But Trump’s return to office and his administration’s erratic decision-making in both domestic and foreign policy have supplied the propaganda machine with plentiful fresh material. Images of immigration raids, the Minneapolis shootings and bitter political infighting circulate widely on Chinese social media alongside triumphant commentary about American dysfunction. What once sounded to many educated Chinese like exaggerated propaganda increasingly feels, to some, observational.

A 31-year-old education consultant in northern China who advises families on overseas study told me that parents who had once aspired to Ivy League degrees for their children now saw America as “too chaotic.” A decade ago, more than 80% of his students considered the United States for study abroad, said the consultant, who asked me to use only his family name, Wang, for fear of government retribution. Now, he estimated, the figure has fallen to 45%.

Wang described watching footage of the Jan. 6, 2021, attack on the U.S. Capitol and finding himself thinking of the Red Guards that Mao Zedong dispatched to tear apart China’s institutions during the Cultural Revolution. That feeling returned more insistently with the immigration raids and the targeting of perceived enemies during Trump’s second term.

“The America that represented wealth, freedom and institutional confidence feels like it belonged to a different era,” Wang said.

Among China’s foreign policy analysts, the conversation has turned to what Beijing can gain from the bilateral relationship, which has become more transactional under Trump than under President Joe Biden.

“Only China can save Trump,” said Huang Jing, a professor at Shanghai International Studies University, during a media event that was livestreamed in late 2025. With the U.S. midterm elections approaching, he argued, Trump needed visible wins such as Chinese purchases of American soybeans, corn, and natural gas that could play well in swing states.

“Since Trump,” Huang said at the event, “the United States has become increasingly prone to compromise.”

Wu Xinbo, a leading U.S. studies scholar at Fudan University, offered a similar assessment. If Republicans lose control of the House this fall, he said at the same event, Trump is likely to pivot toward his foreign policy legacy, creating space for a larger accommodation with Beijing.

China, he said, “should make good use of this opportunity.”

The war in Iran has reinforced the view that China has the upper hand with Trump. At a conference in late April, Wu argued that the war reduced Washington’s leverage against China while increasing Beijing’s by consuming U.S. military and diplomatic attention in the Middle East.
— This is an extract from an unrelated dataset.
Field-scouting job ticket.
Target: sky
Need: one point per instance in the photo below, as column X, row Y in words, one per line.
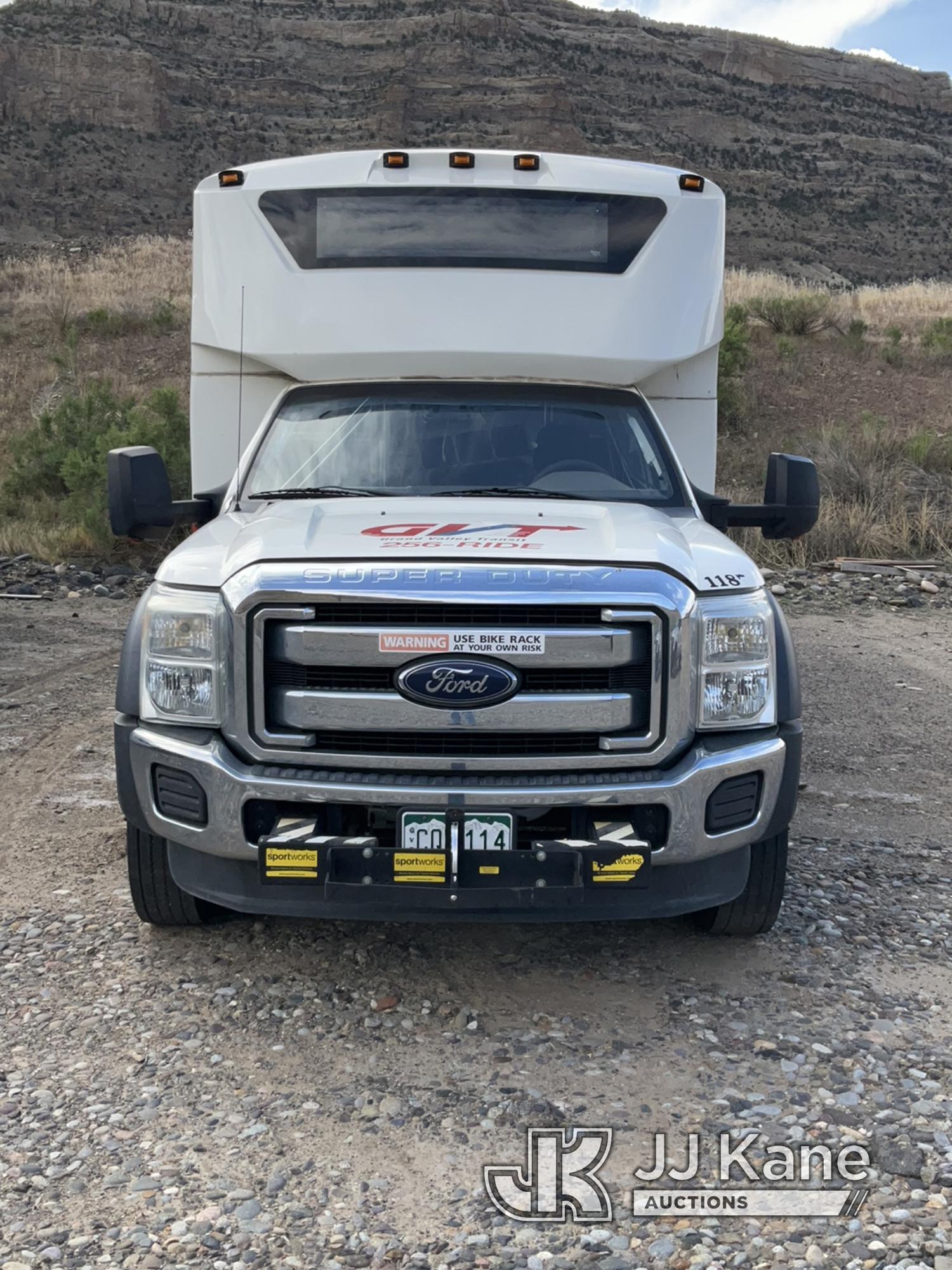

The logic helps explain why China’s official language regarding Trump has often been less hostile than it was regarding Biden. According to a project by the Tracking People’s Daily newsletter, which used artificial intelligence to analyze nearly 7,000 Chinese official statements since 2021, Biden was presented as a more systemic threat — so serious that Xi accused Washington of “encirclement and suppression,” unusually confrontational language for a Chinese leader.

By contrast, the study noted, “Trump’s transactionalism is something Beijing understands and can work with.”

Yet belief in U.S. decline has not translated into aggressive Chinese foreign policy, at least not the kind of overt geopolitical gamble that Russia made before invading Ukraine.

China has become more assertive, pressuring U.S. allies, expanding military activity around Taiwan and restricting rare-earth exports in response to Trump’s tariffs. But even as China advances the idea of the decline of American power, it appears wary of directly confronting what many Chinese analysts describe as a still dangerous superpower.

Two factors play into this circumspection. First, many Chinese strategists believe Beijing can do better by sitting back while the Trump administration fumbles. Second, an unstable and distracted United States may also be a more unpredictable one.

China’s export-dependent economy needs a stable international order to function. An erratic United States threatens that stability in ways a confident, predictable America never did, Zongyuan Zoe Liu, an economist at the Council for Foreign Relations, told me.

Xi “is getting the United States he always wanted,” she said, “and the America he most feared at the same time.”